Now the dialog box that appears gives us access to everything we need to set up the page. So we are only going to do a one page document to start with. I am going to turn off Facing Pages. Now this is going to be a template maybe for a postcard. So the chances are the postcards won't be a Spread, they will be just one at a time, in this case, we turn off the Facing Pages option. We can also come down here and change the size.
Now this is important. I previously set my Preferences to use millimeters as the units. Remember I said, it doesn't really matter which one you have because we can always change from one to the other at a time. So you might still have yours set to inches and mine is set to millimeters. I need a file size of 5 inches square, that's going to be the size of this postcard. Well, even though I have millimeters in here, if I just highlight the Width value here and type in 5 in or even 5 and the double quotation marks("), and just hit the Tab key to go to the next value, you can see that InDesign automatically converts 5 inches to a 127 millimeters. So this makes it very easy for us to work with sizes regardless of what we have got our Preferences set to.
So now that I know it's a 127, I can also key in a 127 on the Height as well because our postcard is going to be square. Now I will make sure that there are no columns or gutters on this particular layout, but we do want to specify a different margin. So there is only going to be a 10 millimeter gap around the outside. Now one cool thing about this dialog is this small link icon. If you go ahead and turn that on, then any change we make to anyone of these four values will affect the other three as well. So we can simply highlight the first one here, say maybe 10, hit the Tab key to go to the next value and you see all four of them change.
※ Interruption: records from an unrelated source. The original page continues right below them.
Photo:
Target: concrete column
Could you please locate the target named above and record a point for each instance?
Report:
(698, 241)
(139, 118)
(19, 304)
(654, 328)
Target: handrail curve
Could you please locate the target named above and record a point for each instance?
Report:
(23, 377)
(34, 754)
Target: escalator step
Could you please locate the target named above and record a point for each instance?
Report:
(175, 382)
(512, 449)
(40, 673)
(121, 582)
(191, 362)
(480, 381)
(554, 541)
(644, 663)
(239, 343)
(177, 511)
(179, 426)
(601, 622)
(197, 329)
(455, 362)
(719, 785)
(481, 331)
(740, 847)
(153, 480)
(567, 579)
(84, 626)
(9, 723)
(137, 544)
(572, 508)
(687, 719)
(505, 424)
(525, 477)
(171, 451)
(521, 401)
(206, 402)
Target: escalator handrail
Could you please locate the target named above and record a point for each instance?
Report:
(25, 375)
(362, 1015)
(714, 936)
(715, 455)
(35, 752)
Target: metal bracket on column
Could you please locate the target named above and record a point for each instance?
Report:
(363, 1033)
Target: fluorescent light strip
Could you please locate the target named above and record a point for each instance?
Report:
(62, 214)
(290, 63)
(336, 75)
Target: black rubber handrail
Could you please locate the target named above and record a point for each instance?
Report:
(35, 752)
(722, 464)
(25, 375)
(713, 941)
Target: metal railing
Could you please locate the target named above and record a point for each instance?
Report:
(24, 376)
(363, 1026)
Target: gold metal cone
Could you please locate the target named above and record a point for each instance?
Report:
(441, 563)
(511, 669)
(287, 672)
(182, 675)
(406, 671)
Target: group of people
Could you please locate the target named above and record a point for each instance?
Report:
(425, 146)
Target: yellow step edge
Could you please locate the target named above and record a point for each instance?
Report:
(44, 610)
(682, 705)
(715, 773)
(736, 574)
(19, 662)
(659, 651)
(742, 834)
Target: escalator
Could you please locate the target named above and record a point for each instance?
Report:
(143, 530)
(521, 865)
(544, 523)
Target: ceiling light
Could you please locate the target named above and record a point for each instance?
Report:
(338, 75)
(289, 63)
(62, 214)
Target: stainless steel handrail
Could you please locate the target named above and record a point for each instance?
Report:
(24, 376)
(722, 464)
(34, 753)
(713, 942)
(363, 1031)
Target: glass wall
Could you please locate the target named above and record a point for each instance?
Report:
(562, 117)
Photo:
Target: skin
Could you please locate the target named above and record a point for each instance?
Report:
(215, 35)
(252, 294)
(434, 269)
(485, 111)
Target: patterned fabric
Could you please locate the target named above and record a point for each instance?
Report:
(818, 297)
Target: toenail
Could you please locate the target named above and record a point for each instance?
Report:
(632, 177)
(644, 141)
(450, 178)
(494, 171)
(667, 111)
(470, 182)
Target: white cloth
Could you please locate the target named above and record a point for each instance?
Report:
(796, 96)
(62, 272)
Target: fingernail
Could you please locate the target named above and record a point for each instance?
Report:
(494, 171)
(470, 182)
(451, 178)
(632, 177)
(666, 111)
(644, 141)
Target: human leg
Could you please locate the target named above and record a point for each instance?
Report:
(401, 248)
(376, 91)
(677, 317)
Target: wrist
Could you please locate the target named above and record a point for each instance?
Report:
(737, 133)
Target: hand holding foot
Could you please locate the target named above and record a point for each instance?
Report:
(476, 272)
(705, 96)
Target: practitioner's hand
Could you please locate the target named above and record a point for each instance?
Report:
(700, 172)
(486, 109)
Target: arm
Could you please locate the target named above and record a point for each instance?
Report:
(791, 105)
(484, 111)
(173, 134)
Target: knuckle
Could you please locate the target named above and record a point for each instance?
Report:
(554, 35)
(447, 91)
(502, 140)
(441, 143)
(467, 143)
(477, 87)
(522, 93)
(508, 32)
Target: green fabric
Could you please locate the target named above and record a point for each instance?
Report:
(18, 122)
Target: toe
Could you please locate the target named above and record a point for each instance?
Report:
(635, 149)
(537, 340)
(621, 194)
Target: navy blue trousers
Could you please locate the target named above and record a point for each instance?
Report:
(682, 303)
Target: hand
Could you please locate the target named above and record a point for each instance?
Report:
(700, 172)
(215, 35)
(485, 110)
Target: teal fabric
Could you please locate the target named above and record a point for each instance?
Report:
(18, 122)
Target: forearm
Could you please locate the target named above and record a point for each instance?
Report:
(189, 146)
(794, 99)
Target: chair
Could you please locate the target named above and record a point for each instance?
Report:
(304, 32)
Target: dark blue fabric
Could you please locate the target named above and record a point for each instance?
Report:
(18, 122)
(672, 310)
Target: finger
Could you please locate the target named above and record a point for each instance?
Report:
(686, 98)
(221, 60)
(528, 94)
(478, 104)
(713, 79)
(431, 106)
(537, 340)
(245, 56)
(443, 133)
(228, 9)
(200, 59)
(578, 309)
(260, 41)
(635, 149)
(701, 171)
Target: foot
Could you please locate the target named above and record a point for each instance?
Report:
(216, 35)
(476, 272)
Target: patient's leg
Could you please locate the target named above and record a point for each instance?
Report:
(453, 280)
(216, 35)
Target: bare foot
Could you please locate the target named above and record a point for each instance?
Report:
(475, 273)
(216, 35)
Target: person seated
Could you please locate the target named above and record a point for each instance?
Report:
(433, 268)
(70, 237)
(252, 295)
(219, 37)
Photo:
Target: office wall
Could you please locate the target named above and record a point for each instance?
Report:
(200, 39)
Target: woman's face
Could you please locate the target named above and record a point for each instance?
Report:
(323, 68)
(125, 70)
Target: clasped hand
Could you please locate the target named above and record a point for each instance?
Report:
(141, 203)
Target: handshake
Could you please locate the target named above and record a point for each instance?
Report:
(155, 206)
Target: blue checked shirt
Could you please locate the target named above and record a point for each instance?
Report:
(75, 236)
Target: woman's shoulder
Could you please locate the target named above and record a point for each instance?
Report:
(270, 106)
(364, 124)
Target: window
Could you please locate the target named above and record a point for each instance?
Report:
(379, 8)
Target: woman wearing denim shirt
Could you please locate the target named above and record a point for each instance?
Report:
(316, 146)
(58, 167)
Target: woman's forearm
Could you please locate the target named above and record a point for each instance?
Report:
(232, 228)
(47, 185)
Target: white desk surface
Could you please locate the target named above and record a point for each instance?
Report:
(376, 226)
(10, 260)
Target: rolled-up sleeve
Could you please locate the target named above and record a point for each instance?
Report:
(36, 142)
Now this dialog does actually expand. You see there is a More Options button up here on the right hand side. Go ahead and click that, I will just pull this up into screen so we can see it. You will notice that there are settings here for Bleed and Slug. Now slug is an area that just sits on the outside of your document that allows you to put print information and very important color details in there that will also print out. Normally, anything you position outside of a document's boundaries will not print out, no matter what you do to it. This tells InDesign to allow that extra space to be used and that's where you would specify.
We are not going to use that but we would specify Bleed. So we have images on these postcards that might need to bleed off the edge ready for when they trim. This is where we would specify. Again, there is a link icon on the right hand side. So when we change this value here, say on the Top to just 5 millimeters, as soon as we hit that Tab key, we than jump across and have all of them set to the same.
Now what we have done here is specified a different file size, a different margin, and a different bleed. It would be very cool if we could save this now as a preset that we can call on again later. Well, this is something you can do by clicking Save Preset up here on the right hand side. Now go ahead and do that, we will just give this a name of Test Postcard for now. Once you have done that, click OK. Come back to the Preset Menu here at the top and you will see the Test Postcard does now exist. You can always go back and choose the Default letter size and switch between those as and when you need them.